118. DESCUBRIENDO EL HORROR

(POLONIA Y ALEMANIA, PRIMAVERA DE 1945)

Entre los acuerdos secretos tomados entre el Alto Comisionado Británico y la Agencia Judí figuraba la posibilidad de extender salvoconductos a unas cuantas personas designadas por la Agencia. Tanto Selma Goldman como Esther Dukas figuraban entre los designados. A su vez cada uno de los agentes podía designar a su vez a un ayudante o secretario. Selma dio el nombre de Lowe Lowestein. Esther eligió a una joven llamada Miriam Appelbaum, sus padres habían sido llevados a Auschwitz y desde entonces no tenía noticias.

El salvoconducto iba amparado por un pasaporte británico temporal, una especie de pasaporte diplomático que complementaba el de cada uno. Selma seguía conservando el suyo austríaco. Esther era ciudadana de los Estados Unidos, de Francia y de Austria. Lowe Lowestein conservaba el antiguo pasaporte polaco, y Miriam Appelbaum, que había nacido en Alemania de padres alemanes, solicitó un visado en el consulado británico en Tel Aviv. El 5 de mayo volaban en un avión militar de transporte con destino al aeropuerto de Viena.

Selma y Esther se emocionaron al sobrevolar Viena antes de aterrizar. Las huellas de los bombardeos se apreciaban por toda la ciudad. Aquella ciudad era parte de su vida y nunca podrían borrarla de su mente. Al aterrizar el teniente York enviado por el comandante británico fue a buscarlas. Les explicó que tenía orden de conducirlas al campo de Mauthausen a primera hora, pero que para ello necesitaban un pase del comandante americano, ya que ellos iban a entrar en el campo al día siguiente. Pasaron por el centro y todo estaba destruido, envuelto en una atmosfera gris y polvorienta. Se veía muy poca gente por la calle como si aún continuase la guerra, y creyeran que proseguirían los bombardeos. Caminaban sin rumbo, vistiendo pesados abrigos que ya estaban fuera de lugar, llevado algún saco, cestas, maletas, dispuestos a malvender lo que tuvieran o a cambiarlo por algo de comida. Selma recordaba aquella Viena elegante, a pesar de haber perdido la guerra y el imperio.

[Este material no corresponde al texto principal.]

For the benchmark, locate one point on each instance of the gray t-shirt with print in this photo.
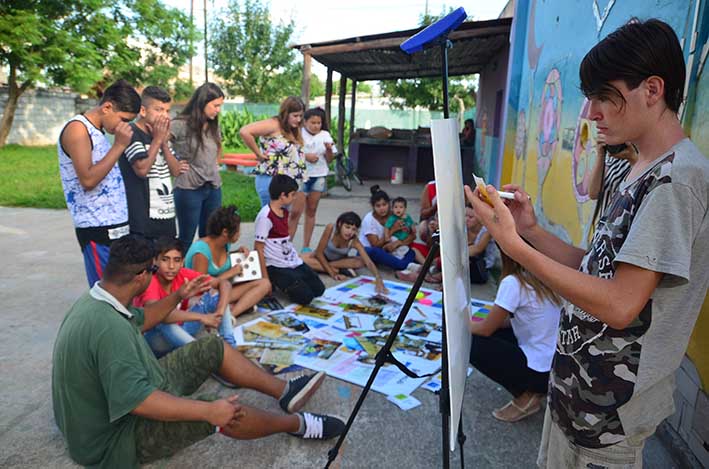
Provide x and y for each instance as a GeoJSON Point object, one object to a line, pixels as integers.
{"type": "Point", "coordinates": [609, 384]}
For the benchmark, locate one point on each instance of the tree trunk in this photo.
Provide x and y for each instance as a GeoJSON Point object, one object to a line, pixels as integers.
{"type": "Point", "coordinates": [8, 115]}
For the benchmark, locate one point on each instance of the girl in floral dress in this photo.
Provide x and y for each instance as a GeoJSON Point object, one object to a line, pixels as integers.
{"type": "Point", "coordinates": [279, 151]}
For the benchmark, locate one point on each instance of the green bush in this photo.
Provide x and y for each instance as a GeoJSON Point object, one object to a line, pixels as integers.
{"type": "Point", "coordinates": [238, 189]}
{"type": "Point", "coordinates": [232, 121]}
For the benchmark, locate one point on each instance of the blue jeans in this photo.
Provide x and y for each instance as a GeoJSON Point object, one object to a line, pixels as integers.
{"type": "Point", "coordinates": [380, 256]}
{"type": "Point", "coordinates": [193, 207]}
{"type": "Point", "coordinates": [95, 258]}
{"type": "Point", "coordinates": [165, 338]}
{"type": "Point", "coordinates": [262, 181]}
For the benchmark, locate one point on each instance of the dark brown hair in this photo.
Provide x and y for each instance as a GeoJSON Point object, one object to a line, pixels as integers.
{"type": "Point", "coordinates": [633, 53]}
{"type": "Point", "coordinates": [193, 114]}
{"type": "Point", "coordinates": [289, 105]}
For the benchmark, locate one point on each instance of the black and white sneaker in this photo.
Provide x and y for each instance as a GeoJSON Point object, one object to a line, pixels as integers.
{"type": "Point", "coordinates": [299, 390]}
{"type": "Point", "coordinates": [351, 273]}
{"type": "Point", "coordinates": [319, 427]}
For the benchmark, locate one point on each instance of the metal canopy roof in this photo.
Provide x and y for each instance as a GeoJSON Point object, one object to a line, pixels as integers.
{"type": "Point", "coordinates": [378, 56]}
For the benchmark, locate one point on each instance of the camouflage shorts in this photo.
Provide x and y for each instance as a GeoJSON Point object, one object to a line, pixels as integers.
{"type": "Point", "coordinates": [556, 451]}
{"type": "Point", "coordinates": [186, 369]}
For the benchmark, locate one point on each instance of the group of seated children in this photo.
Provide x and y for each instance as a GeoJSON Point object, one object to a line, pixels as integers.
{"type": "Point", "coordinates": [519, 330]}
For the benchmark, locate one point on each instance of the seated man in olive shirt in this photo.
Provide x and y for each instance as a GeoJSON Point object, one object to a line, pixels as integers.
{"type": "Point", "coordinates": [118, 406]}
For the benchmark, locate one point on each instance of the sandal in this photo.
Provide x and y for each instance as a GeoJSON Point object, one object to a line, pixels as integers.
{"type": "Point", "coordinates": [533, 406]}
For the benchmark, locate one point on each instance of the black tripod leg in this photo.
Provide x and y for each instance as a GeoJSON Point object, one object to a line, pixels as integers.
{"type": "Point", "coordinates": [444, 397]}
{"type": "Point", "coordinates": [461, 440]}
{"type": "Point", "coordinates": [386, 349]}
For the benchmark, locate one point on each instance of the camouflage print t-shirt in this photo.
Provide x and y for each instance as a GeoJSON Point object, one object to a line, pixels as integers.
{"type": "Point", "coordinates": [609, 384]}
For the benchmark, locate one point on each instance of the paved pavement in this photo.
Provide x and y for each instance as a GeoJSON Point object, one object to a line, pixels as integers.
{"type": "Point", "coordinates": [43, 274]}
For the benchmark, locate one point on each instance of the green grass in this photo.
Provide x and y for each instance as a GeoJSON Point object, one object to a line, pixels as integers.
{"type": "Point", "coordinates": [30, 178]}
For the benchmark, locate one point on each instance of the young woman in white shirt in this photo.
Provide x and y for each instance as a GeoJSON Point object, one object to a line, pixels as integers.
{"type": "Point", "coordinates": [319, 150]}
{"type": "Point", "coordinates": [515, 344]}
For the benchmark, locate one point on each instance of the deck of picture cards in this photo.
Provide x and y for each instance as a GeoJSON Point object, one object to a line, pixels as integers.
{"type": "Point", "coordinates": [482, 188]}
{"type": "Point", "coordinates": [251, 267]}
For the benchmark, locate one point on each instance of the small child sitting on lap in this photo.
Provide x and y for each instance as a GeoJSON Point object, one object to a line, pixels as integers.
{"type": "Point", "coordinates": [332, 254]}
{"type": "Point", "coordinates": [278, 256]}
{"type": "Point", "coordinates": [401, 226]}
{"type": "Point", "coordinates": [514, 345]}
{"type": "Point", "coordinates": [211, 311]}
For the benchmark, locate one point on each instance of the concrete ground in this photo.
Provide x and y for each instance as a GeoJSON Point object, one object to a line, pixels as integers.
{"type": "Point", "coordinates": [43, 274]}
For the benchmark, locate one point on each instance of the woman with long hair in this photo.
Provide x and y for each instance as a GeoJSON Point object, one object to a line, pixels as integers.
{"type": "Point", "coordinates": [279, 151]}
{"type": "Point", "coordinates": [514, 345]}
{"type": "Point", "coordinates": [196, 138]}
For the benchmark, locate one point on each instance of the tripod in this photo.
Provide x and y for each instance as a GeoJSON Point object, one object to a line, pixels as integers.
{"type": "Point", "coordinates": [385, 356]}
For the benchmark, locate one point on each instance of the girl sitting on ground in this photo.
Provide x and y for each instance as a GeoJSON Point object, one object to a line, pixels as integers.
{"type": "Point", "coordinates": [210, 255]}
{"type": "Point", "coordinates": [514, 345]}
{"type": "Point", "coordinates": [481, 249]}
{"type": "Point", "coordinates": [372, 235]}
{"type": "Point", "coordinates": [332, 256]}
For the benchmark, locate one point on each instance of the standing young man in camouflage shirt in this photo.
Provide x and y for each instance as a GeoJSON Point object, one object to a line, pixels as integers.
{"type": "Point", "coordinates": [633, 296]}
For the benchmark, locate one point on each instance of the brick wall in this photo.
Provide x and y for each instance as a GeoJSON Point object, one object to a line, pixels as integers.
{"type": "Point", "coordinates": [41, 114]}
{"type": "Point", "coordinates": [691, 420]}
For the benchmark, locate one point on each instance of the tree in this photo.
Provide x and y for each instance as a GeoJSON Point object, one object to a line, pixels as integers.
{"type": "Point", "coordinates": [85, 44]}
{"type": "Point", "coordinates": [252, 55]}
{"type": "Point", "coordinates": [427, 92]}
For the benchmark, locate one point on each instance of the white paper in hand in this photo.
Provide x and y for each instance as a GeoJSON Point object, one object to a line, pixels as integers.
{"type": "Point", "coordinates": [250, 265]}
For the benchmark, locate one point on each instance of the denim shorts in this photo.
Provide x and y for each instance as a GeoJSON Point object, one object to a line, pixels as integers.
{"type": "Point", "coordinates": [315, 184]}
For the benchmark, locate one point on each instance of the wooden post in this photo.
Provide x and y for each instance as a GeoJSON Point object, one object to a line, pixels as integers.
{"type": "Point", "coordinates": [352, 104]}
{"type": "Point", "coordinates": [341, 114]}
{"type": "Point", "coordinates": [305, 91]}
{"type": "Point", "coordinates": [328, 96]}
{"type": "Point", "coordinates": [206, 46]}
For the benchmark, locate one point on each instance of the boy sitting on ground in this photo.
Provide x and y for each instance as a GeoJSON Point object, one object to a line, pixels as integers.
{"type": "Point", "coordinates": [278, 256]}
{"type": "Point", "coordinates": [118, 406]}
{"type": "Point", "coordinates": [212, 310]}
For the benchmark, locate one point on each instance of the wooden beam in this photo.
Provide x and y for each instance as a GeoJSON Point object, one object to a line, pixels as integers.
{"type": "Point", "coordinates": [305, 90]}
{"type": "Point", "coordinates": [328, 96]}
{"type": "Point", "coordinates": [395, 42]}
{"type": "Point", "coordinates": [352, 105]}
{"type": "Point", "coordinates": [341, 114]}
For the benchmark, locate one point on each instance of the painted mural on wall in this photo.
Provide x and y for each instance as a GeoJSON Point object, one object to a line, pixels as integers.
{"type": "Point", "coordinates": [549, 141]}
{"type": "Point", "coordinates": [548, 135]}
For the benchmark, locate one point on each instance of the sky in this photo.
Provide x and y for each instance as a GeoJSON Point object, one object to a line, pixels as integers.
{"type": "Point", "coordinates": [322, 20]}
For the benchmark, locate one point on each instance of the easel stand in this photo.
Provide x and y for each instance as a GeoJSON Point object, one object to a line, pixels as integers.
{"type": "Point", "coordinates": [385, 356]}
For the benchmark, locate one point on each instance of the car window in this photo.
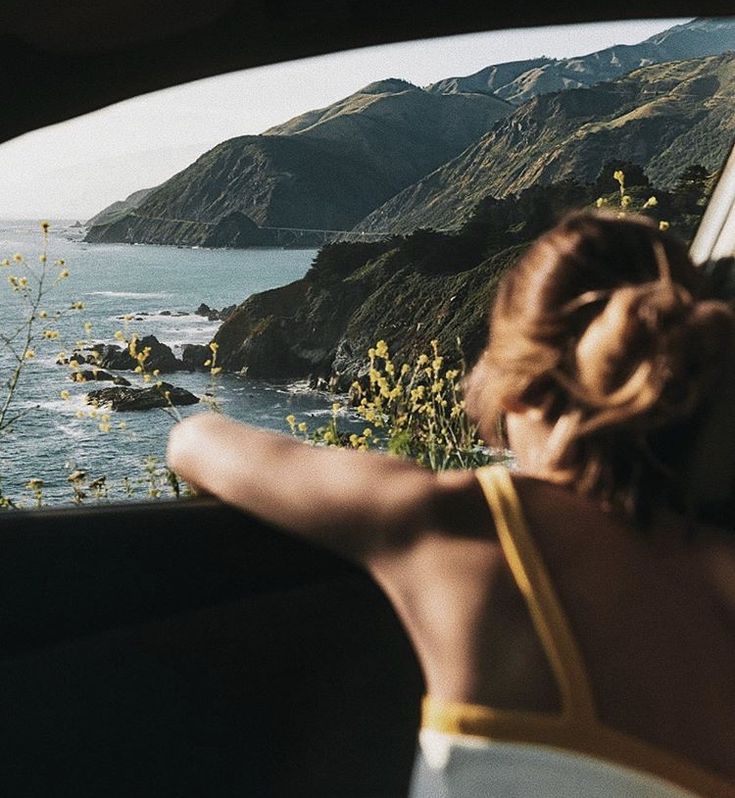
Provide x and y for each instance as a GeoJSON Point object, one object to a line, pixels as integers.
{"type": "Point", "coordinates": [312, 247]}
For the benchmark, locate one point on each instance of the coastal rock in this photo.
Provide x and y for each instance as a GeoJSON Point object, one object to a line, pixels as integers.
{"type": "Point", "coordinates": [117, 358]}
{"type": "Point", "coordinates": [195, 355]}
{"type": "Point", "coordinates": [153, 396]}
{"type": "Point", "coordinates": [97, 375]}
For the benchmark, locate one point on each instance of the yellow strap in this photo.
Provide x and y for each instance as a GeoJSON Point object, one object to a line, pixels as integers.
{"type": "Point", "coordinates": [534, 583]}
{"type": "Point", "coordinates": [593, 739]}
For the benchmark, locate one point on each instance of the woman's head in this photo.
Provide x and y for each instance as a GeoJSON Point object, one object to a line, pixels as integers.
{"type": "Point", "coordinates": [603, 332]}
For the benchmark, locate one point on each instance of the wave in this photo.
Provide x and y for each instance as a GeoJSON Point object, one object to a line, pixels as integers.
{"type": "Point", "coordinates": [130, 294]}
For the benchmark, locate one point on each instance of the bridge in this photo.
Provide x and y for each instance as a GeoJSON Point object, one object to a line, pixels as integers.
{"type": "Point", "coordinates": [284, 236]}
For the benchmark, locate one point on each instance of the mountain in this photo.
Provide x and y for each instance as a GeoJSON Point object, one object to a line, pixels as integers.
{"type": "Point", "coordinates": [408, 290]}
{"type": "Point", "coordinates": [120, 208]}
{"type": "Point", "coordinates": [519, 81]}
{"type": "Point", "coordinates": [663, 117]}
{"type": "Point", "coordinates": [323, 170]}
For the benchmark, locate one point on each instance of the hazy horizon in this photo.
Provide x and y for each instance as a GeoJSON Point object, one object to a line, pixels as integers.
{"type": "Point", "coordinates": [74, 169]}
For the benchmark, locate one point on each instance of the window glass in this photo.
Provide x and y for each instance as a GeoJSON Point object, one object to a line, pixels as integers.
{"type": "Point", "coordinates": [312, 247]}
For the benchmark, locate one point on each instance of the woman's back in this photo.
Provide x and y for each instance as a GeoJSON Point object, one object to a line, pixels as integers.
{"type": "Point", "coordinates": [651, 615]}
{"type": "Point", "coordinates": [565, 609]}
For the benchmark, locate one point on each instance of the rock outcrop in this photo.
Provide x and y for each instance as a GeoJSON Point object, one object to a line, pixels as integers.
{"type": "Point", "coordinates": [148, 398]}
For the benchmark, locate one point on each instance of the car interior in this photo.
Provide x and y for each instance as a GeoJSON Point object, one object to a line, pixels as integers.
{"type": "Point", "coordinates": [182, 648]}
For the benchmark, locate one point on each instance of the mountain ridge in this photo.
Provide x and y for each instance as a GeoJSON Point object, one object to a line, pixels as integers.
{"type": "Point", "coordinates": [664, 118]}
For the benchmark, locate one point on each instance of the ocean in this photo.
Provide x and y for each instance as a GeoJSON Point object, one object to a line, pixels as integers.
{"type": "Point", "coordinates": [56, 436]}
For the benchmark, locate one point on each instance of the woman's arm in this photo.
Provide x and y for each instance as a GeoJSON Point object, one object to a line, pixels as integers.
{"type": "Point", "coordinates": [358, 504]}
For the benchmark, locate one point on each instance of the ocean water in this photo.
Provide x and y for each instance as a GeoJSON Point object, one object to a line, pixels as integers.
{"type": "Point", "coordinates": [113, 280]}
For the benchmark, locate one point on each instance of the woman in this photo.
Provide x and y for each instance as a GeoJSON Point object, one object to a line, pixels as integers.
{"type": "Point", "coordinates": [574, 620]}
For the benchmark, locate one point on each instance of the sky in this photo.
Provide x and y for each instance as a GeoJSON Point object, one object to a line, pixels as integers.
{"type": "Point", "coordinates": [74, 169]}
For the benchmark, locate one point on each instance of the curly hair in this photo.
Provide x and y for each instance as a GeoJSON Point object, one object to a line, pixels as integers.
{"type": "Point", "coordinates": [606, 328]}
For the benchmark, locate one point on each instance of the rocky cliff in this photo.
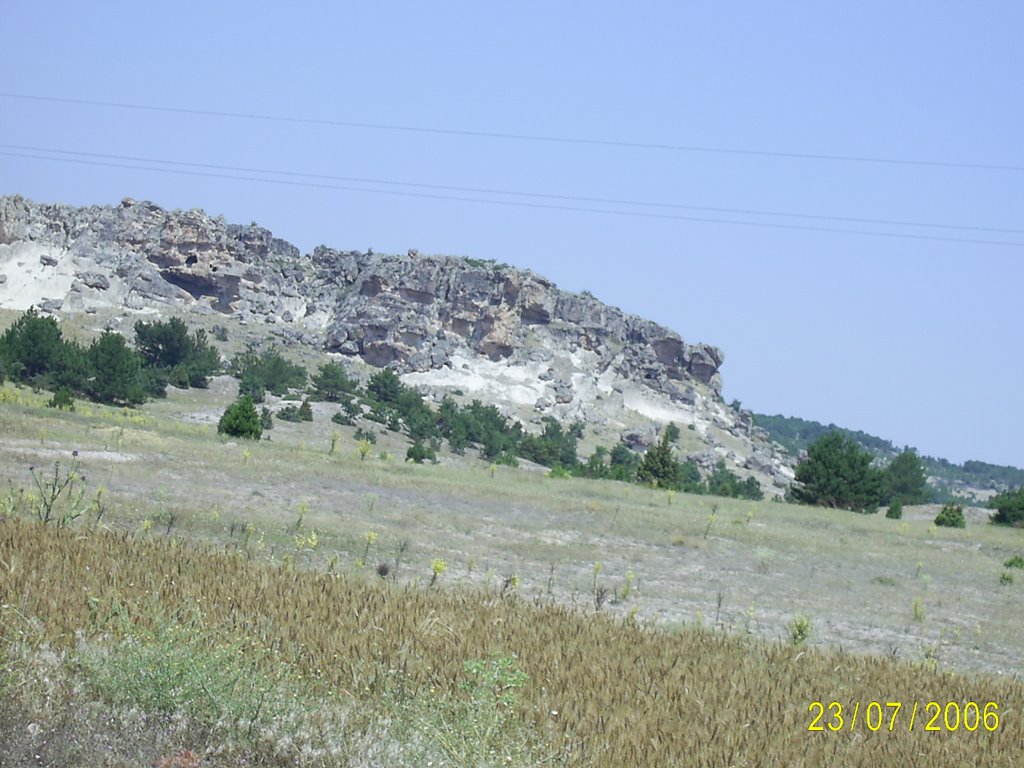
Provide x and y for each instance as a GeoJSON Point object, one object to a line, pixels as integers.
{"type": "Point", "coordinates": [442, 322]}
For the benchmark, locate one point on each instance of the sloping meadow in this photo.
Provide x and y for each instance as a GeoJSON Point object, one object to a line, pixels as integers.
{"type": "Point", "coordinates": [598, 691]}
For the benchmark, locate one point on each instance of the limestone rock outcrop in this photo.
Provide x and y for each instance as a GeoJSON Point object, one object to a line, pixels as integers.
{"type": "Point", "coordinates": [506, 335]}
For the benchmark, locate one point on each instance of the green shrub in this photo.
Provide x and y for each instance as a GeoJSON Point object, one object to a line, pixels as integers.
{"type": "Point", "coordinates": [289, 413]}
{"type": "Point", "coordinates": [418, 453]}
{"type": "Point", "coordinates": [839, 473]}
{"type": "Point", "coordinates": [895, 511]}
{"type": "Point", "coordinates": [253, 386]}
{"type": "Point", "coordinates": [173, 669]}
{"type": "Point", "coordinates": [951, 516]}
{"type": "Point", "coordinates": [1009, 507]}
{"type": "Point", "coordinates": [368, 435]}
{"type": "Point", "coordinates": [241, 420]}
{"type": "Point", "coordinates": [332, 382]}
{"type": "Point", "coordinates": [61, 399]}
{"type": "Point", "coordinates": [274, 373]}
{"type": "Point", "coordinates": [800, 629]}
{"type": "Point", "coordinates": [266, 418]}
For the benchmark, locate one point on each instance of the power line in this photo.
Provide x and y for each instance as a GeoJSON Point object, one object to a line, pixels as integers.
{"type": "Point", "coordinates": [518, 136]}
{"type": "Point", "coordinates": [517, 194]}
{"type": "Point", "coordinates": [518, 204]}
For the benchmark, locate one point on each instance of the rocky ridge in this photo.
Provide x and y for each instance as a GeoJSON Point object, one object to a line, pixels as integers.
{"type": "Point", "coordinates": [443, 323]}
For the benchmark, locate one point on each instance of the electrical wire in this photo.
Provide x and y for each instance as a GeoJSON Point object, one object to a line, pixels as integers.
{"type": "Point", "coordinates": [518, 136]}
{"type": "Point", "coordinates": [516, 194]}
{"type": "Point", "coordinates": [518, 204]}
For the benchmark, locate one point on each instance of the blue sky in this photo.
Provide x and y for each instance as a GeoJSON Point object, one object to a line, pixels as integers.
{"type": "Point", "coordinates": [915, 340]}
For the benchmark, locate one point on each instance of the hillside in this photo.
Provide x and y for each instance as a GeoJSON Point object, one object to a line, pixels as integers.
{"type": "Point", "coordinates": [450, 326]}
{"type": "Point", "coordinates": [947, 478]}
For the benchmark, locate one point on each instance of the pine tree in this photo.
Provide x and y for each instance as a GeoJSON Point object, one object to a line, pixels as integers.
{"type": "Point", "coordinates": [838, 473]}
{"type": "Point", "coordinates": [241, 420]}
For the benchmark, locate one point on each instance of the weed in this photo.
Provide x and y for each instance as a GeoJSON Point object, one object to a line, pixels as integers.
{"type": "Point", "coordinates": [711, 519]}
{"type": "Point", "coordinates": [919, 609]}
{"type": "Point", "coordinates": [60, 487]}
{"type": "Point", "coordinates": [437, 566]}
{"type": "Point", "coordinates": [364, 450]}
{"type": "Point", "coordinates": [800, 629]}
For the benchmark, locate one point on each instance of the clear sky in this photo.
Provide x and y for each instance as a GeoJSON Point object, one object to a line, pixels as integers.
{"type": "Point", "coordinates": [913, 339]}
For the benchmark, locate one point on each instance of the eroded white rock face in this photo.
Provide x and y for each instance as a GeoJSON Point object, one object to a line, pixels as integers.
{"type": "Point", "coordinates": [505, 335]}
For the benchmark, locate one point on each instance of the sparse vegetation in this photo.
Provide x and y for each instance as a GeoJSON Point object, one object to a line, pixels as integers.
{"type": "Point", "coordinates": [241, 420]}
{"type": "Point", "coordinates": [1009, 507]}
{"type": "Point", "coordinates": [838, 473]}
{"type": "Point", "coordinates": [950, 516]}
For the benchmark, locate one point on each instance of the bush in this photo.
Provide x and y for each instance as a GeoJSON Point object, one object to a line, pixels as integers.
{"type": "Point", "coordinates": [366, 434]}
{"type": "Point", "coordinates": [265, 418]}
{"type": "Point", "coordinates": [118, 377]}
{"type": "Point", "coordinates": [241, 420]}
{"type": "Point", "coordinates": [253, 386]}
{"type": "Point", "coordinates": [332, 382]}
{"type": "Point", "coordinates": [269, 368]}
{"type": "Point", "coordinates": [951, 516]}
{"type": "Point", "coordinates": [418, 452]}
{"type": "Point", "coordinates": [1009, 507]}
{"type": "Point", "coordinates": [184, 360]}
{"type": "Point", "coordinates": [838, 473]}
{"type": "Point", "coordinates": [904, 478]}
{"type": "Point", "coordinates": [61, 399]}
{"type": "Point", "coordinates": [895, 511]}
{"type": "Point", "coordinates": [289, 413]}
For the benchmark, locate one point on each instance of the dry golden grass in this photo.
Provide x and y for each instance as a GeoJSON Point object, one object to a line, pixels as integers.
{"type": "Point", "coordinates": [604, 692]}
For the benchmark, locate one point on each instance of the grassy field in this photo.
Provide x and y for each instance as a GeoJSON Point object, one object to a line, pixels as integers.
{"type": "Point", "coordinates": [658, 627]}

El teniente las condujo en un jeep al edificio donde se albergaba el mando americano, y allí les proporcionaron el pase sin problemas. El resto de la tarde el teniente les enseñó los distritos a los que podían acceder. La zona soviética estaba vedada salvo si se obtenía el pase, lo que podía demorarse varios días. Ello obligaba a la gente a dar grandes rodeos para circular por la ciudad, y los límites de cada zona eran como fortalezas inexpugnables, donde había que identificarse para entrar, o resultaba imposible salir como la rusa.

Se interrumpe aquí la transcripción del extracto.